In 1982,
an ash tree in Hill House Lane was felled. As it was being cut up, it
split open revealing a clearly defined cross which had been buried
deep inside the tree. The cross is 5½" tall & 3" across. The
two pieces of wood are on display in the Church porch. The finding of
the cross raised a number of questions: how did it come to be there,
what sort of a cross was it originally, when was it put there &
why? Earlier guesses that a metal cross had been at some time hung
there proved wrong when Fr Loughlin (parish priest at the time) took
the wood to the Royal Botanical Gardens, Kew & to the
Archaeological Research Centre, Greenwich. The results of the
micro-techniques used on the wood established that no metal or other
cross had been attached to the wood.
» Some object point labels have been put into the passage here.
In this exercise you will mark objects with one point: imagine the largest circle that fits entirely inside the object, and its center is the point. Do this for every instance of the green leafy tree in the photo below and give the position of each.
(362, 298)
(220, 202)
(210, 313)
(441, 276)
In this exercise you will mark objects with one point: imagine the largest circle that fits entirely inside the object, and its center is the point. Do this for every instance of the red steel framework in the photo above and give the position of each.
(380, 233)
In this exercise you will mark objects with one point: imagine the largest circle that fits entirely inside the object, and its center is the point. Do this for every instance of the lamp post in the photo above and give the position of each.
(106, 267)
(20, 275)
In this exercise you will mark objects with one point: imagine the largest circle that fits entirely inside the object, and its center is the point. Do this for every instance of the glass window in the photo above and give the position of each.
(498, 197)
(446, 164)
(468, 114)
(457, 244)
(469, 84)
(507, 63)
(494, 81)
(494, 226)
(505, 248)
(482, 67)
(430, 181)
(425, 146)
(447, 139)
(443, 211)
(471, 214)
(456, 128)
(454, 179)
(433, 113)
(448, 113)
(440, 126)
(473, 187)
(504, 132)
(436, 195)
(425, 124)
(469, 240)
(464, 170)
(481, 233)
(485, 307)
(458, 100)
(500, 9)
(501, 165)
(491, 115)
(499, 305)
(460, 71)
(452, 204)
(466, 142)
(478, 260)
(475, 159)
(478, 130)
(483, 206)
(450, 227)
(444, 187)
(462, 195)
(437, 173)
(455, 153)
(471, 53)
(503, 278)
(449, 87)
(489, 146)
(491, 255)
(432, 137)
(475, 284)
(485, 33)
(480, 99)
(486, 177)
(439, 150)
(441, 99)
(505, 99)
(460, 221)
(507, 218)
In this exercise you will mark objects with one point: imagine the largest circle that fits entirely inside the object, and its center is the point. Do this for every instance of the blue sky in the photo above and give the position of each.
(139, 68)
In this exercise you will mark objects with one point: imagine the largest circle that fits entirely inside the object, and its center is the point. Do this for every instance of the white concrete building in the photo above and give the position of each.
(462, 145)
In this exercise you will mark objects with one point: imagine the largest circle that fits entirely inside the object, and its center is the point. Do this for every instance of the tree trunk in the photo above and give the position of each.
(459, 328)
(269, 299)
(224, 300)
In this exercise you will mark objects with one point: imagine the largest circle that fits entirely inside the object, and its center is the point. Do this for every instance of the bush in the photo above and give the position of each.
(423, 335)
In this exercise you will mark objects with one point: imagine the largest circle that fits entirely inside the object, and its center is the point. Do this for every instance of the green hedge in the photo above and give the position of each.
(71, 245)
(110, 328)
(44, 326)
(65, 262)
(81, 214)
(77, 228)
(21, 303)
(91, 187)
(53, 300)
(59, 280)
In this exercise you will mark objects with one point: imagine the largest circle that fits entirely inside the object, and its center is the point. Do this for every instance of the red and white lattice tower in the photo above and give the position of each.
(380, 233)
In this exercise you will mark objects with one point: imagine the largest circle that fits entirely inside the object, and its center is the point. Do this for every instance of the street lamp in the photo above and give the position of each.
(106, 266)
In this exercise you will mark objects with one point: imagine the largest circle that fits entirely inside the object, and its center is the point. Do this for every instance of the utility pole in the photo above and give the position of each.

It was established, by counting
the growth rings, that the cross had been carved into the tree over a
period of up to 20 years. The age of the tree was established; the
tree was planted in 1801. In 1838, some skilled person carved a
distinctive cross in it & continued to do so over a period of 20
years. After that, the tree grew on, healing the wound in its bark
& covering the cross completely. What had this to do with Fr
Arrowsmith? The ash tree stood in a field on the left of the junction
of Jack Green and Hill House Lane. There was a cottage there once
& on his flight from the Blue Anchor, up Gregson Lane and Hill
House Lane, Fr Arrowsmith left his chalice, vestment & altar
stones (see elsewhere for these - in the St Edmund Arrowsmith &
history pages) with the Catholic woman living there. She hid them in
the wall of the cottage so well that they were not discovered until
the cottage blew down in a storm in 1774 revealing the vestments. Did
someone mark this hallowed spot by carving the cross on the tree?
Even the ruins of cottage have now disappeared.